Nell’ultimo anno un italiano su tre ha dovuto fare i conti con l’indisponibilità di un farmaco, causata da un aumento della domanda oppure da problemi nella fornitura del principio attivo. E nell’87% dei casi, il problema riguardava un prodotto con prescrizione medica. A rivelarlo la nuova indagine di Altroconsumo che replica un’analoga inchiesta risalente al 2021: nel 2023, riferisce l’associazione, le irreperibilità hanno riguardato farmaci molto diffusi come analgesici e antidolorifici (nel 15% dei casi) così come antibiotici e antivirali (7%). Ma sono mancati anche medicinali per disturbi muscolo-scheletrici, per i problemi a carico del sistema immunitario, cardiovascolare e non solo».

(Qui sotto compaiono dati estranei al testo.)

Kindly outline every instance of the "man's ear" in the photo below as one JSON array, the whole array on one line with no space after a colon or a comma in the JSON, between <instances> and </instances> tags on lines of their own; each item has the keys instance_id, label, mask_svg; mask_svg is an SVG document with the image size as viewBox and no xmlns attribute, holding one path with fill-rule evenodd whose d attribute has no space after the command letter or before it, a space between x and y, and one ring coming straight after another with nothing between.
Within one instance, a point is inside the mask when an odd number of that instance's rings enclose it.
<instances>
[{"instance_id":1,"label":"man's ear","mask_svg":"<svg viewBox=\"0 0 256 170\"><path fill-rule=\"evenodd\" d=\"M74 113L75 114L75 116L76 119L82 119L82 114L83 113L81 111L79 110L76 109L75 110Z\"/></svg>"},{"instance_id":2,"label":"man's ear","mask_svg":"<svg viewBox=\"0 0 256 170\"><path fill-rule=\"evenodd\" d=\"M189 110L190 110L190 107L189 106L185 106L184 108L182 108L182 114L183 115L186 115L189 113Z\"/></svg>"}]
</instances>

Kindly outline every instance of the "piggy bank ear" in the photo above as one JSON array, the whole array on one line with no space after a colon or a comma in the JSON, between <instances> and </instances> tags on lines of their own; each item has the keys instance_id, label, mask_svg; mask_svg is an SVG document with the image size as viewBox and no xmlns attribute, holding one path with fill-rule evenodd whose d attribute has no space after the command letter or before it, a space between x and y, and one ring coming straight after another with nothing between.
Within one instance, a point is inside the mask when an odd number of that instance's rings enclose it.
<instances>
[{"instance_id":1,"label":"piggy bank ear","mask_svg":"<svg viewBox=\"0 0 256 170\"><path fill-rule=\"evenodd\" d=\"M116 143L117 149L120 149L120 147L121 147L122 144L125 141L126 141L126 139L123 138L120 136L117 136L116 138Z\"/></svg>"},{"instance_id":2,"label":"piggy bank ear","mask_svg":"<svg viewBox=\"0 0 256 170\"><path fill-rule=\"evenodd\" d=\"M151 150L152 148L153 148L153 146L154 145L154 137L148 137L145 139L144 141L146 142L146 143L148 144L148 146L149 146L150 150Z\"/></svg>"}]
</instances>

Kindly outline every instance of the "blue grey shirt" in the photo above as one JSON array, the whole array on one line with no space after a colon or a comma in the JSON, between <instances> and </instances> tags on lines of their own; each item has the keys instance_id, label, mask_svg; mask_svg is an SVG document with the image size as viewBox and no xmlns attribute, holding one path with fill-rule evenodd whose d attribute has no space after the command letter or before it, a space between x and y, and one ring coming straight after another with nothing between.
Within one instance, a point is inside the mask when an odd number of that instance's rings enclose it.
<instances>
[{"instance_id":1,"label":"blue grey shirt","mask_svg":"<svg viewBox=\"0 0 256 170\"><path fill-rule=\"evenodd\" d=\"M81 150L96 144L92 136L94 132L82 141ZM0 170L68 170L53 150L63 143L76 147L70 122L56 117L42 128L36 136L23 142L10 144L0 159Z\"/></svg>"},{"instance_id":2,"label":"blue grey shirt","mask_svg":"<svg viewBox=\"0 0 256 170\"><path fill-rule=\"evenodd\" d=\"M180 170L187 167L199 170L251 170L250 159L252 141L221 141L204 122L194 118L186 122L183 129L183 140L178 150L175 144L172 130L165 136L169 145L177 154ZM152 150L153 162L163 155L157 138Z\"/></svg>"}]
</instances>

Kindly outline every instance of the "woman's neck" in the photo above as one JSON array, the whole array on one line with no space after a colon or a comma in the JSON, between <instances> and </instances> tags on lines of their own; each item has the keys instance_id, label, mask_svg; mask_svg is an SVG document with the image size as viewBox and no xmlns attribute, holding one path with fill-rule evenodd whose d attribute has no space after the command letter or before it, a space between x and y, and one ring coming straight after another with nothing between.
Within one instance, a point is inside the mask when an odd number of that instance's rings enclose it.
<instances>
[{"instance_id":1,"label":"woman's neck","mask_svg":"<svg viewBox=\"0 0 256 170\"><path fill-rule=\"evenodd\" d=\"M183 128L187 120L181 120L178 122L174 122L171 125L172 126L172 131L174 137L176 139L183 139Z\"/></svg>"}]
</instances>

Le conseguenze però possono essere pesanti, specialmente quando non c’è a disposizione un medicinale equivalente. Il 12% dei cittadini, dice l’indagine, non ha trovato soluzioni: né il medicinale richiesto in una nuova farmacia né uno alternativo. Questo significa rinunciare a curarsi. Gli altri hanno optato per un’alternativa mentre il 31% ha preferito aspettare che il farmaco tornasse disponibile presso la farmacia dove l’aveva richiesto.
Risultano però peggiorati i tempi di attesa, che vanno da meno di quattro giorni (per il 63% delle persone) a 4-7 giorni (per il 20%) fino ad arrivare a oltre una settimana nel 17% dei casi. Qualche anno fa solo l’8% dei cittadini aveva dovuto aspettare oltre 7 giorni. «Inoltre» osserva Altroconsumo «il 12% dei rispondenti non ha potuto ricorrere ad alcuna soluzione, non trovando né il suo farmaco né uno alternativo, che evidentemente non c’era. Semplicemente non si è potuto curare».
Oltre la metà dei cittadini ha dunque avuto problemi dalla mancanza di farmaci, con effetti spesso significativi: ansia e preoccupazione (57%), peggioramento dei sintomi e della malattia (30%), effetti indesiderati dovuti al farmaco sostitutivo (7%) il ricovero (2%).
Attualmente, dice ancora Altroconsumo, sono circa 3.600 i medicinali mancanti in Italia secondo la lista dell’Aifa. Di questi, circa duemila hanno cessato la produzione in modo definitivo o temporaneo e i restanti 1.600 non sono disponibili o lo sono in quantità ridotta, per differenti motivazioni. Ben 760, inoltre, non hanno un equivalente che possa sostituirlo (ma in una recente dichiarazione il presidente dell’Aifa, Robert Giovanni Nisticò, ha detto che quelli senza alternativa non sono più di 325).